Libpcap versions for CentOS 6 and 7:

14:1.4.0-1.20130826git2dbcaa1.el6
14:1.5.3-3.el7

hardware:

2 CPU, 4GB Ram, 2GHz E7-4850 Xeon
4 CPU, 8GB Ram, 2GHz E7-4850 Xeon

Both capture on VMXNET3 10G optical connection. Same Hard disk.

Accepted Answer

My question is, does CentOS 7 have some sort of feature that makes dropping packets impossible?

No, but it has two features that make dropping packets far less likely:

a kernel version that includes TPACKET_V3 for PF_PACKET sockets;
a libpcap version that uses TPACKET_V3 for PF_PACKET sockets.

Libpcap uses PF_PACKET sockets to capture on Linux 2.2 and later (Linux 1.x and 2.0 didn't have PF_PACKET sockets). The original PF_PACKET sockets delivered packets using the regular socket mechanisms, meaning libpcap (or any other program capturing traffic) had to make one recvmsg() call on that socket for every packet. This was more expensive than, for example, the way the BPF mechanism on *BSD and OS X works, where multiple packets are delivered on every read, so, with a high level of traffic, fewer system calls are made.

Linux 2.4, I think, introduced the "turbopacket" mechanism (that's what the "T" in "TPACKET" stands for - "turbo"), which provides a memory-mapped buffer shared by the kernel and userland. With that, fewer copies are needed when delivering packets, and the packet-reading loop in userland can process multiple packets per wakeup (to wait for packets to arrive, userland makes a select(), poll(), or epoll() call). Unfortunately, that mechanism provided a ring of fixed-size buffers, and libpcap has to choose a size big enough for the largest possible packet. Earlier versions picked packets that were the same size as the snapshot length provided, i.e. probably 64K-1 for the version of Wireshark you're using, which is quite wasteful - the buffer ends up not having enough slots for packets to avoid overrun.

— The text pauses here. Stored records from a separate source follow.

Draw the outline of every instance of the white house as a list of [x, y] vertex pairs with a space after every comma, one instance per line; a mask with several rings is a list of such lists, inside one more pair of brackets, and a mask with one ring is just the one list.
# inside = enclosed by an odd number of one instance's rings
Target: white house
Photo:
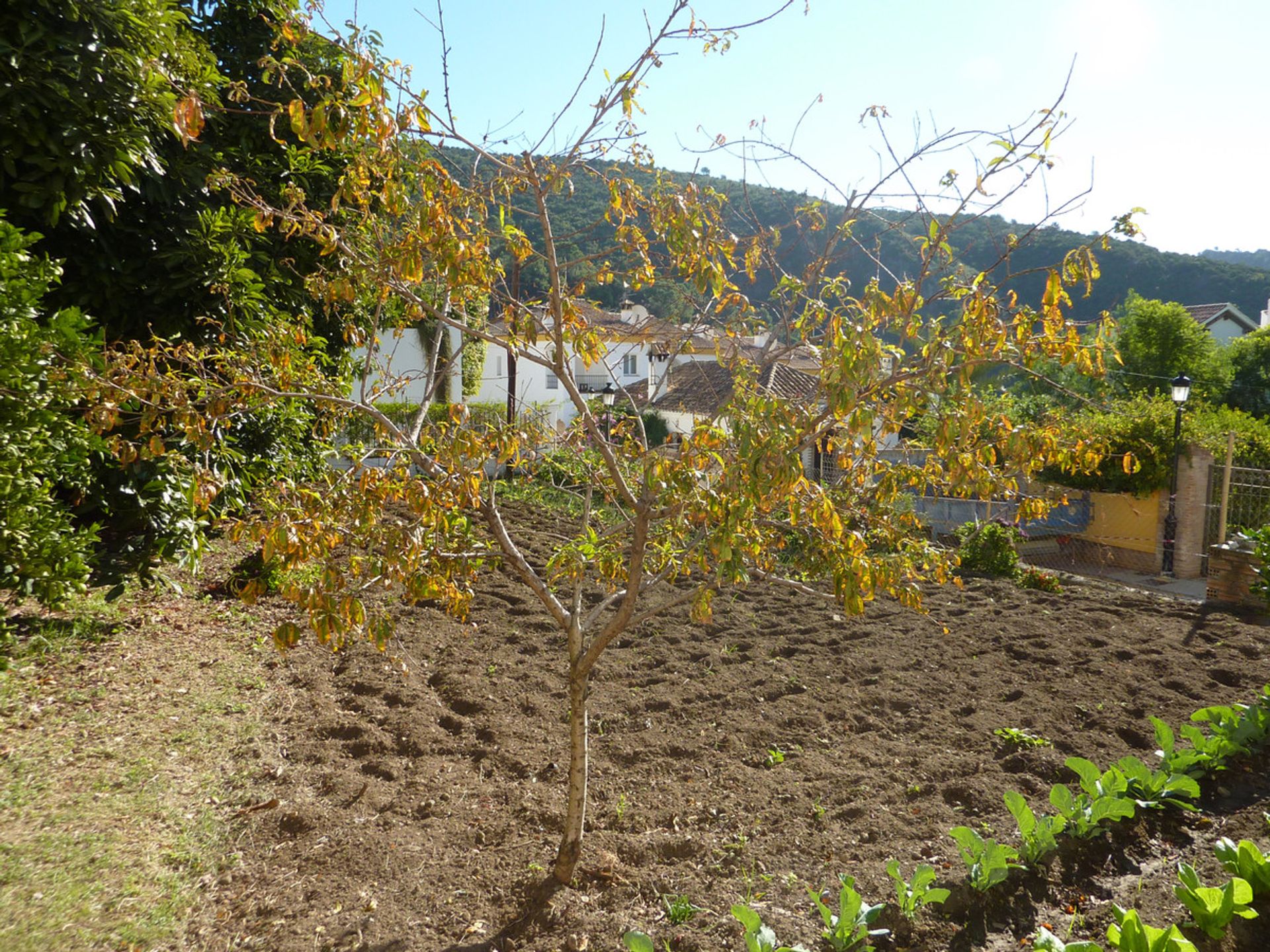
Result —
[[[625, 307], [618, 314], [589, 305], [575, 307], [598, 331], [605, 347], [601, 359], [592, 364], [577, 355], [572, 358], [573, 378], [583, 393], [601, 393], [606, 385], [621, 393], [664, 376], [674, 339], [682, 336], [674, 325], [653, 317], [640, 305]], [[544, 331], [546, 330], [544, 326]], [[550, 340], [544, 333], [535, 353], [546, 358], [549, 348]], [[480, 391], [471, 399], [476, 402], [505, 404], [513, 387], [512, 364], [512, 355], [504, 348], [490, 345], [485, 350]], [[521, 358], [514, 362], [514, 391], [517, 406], [525, 410], [536, 407], [559, 429], [566, 426], [578, 413], [556, 374], [532, 360]]]
[[[1257, 322], [1229, 301], [1217, 305], [1185, 305], [1186, 312], [1194, 317], [1219, 344], [1251, 334]], [[1266, 312], [1261, 312], [1261, 326], [1267, 326]]]

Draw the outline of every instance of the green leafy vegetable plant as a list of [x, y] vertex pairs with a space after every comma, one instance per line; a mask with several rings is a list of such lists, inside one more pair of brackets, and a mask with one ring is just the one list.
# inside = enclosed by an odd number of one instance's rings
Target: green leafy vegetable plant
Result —
[[1033, 938], [1033, 948], [1036, 952], [1102, 952], [1102, 946], [1096, 942], [1063, 942], [1044, 925]]
[[1138, 918], [1135, 909], [1111, 906], [1115, 922], [1107, 927], [1107, 942], [1120, 952], [1199, 952], [1176, 925], [1157, 929]]
[[701, 906], [692, 905], [687, 896], [662, 896], [662, 905], [665, 906], [665, 919], [671, 925], [683, 925], [701, 911]]
[[942, 902], [949, 897], [946, 889], [932, 886], [935, 882], [935, 867], [918, 863], [913, 869], [913, 878], [906, 881], [899, 872], [899, 861], [886, 861], [886, 875], [895, 882], [895, 904], [900, 914], [913, 920], [925, 906]]
[[885, 935], [890, 929], [870, 929], [869, 927], [881, 915], [884, 904], [865, 905], [864, 899], [856, 892], [856, 881], [851, 876], [839, 876], [842, 887], [838, 890], [838, 911], [834, 913], [820, 897], [820, 894], [808, 887], [815, 910], [824, 920], [824, 932], [820, 934], [829, 943], [833, 952], [872, 952], [874, 947], [869, 939], [874, 935]]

Some later versions attempted to use the MTU to determine the slot size, but it can't always do that, and even if it can that can be wasteful.

In some 3.x version (3.6?), TPACKET_V3, a significantly different turbopacket mechanism, was added. It's more like BPF, in that a buffer doesn't hold one packet, it can have multiple packets packed into it. This makes a lot better use of memory for capturing, and a lot fewer packets get dropped.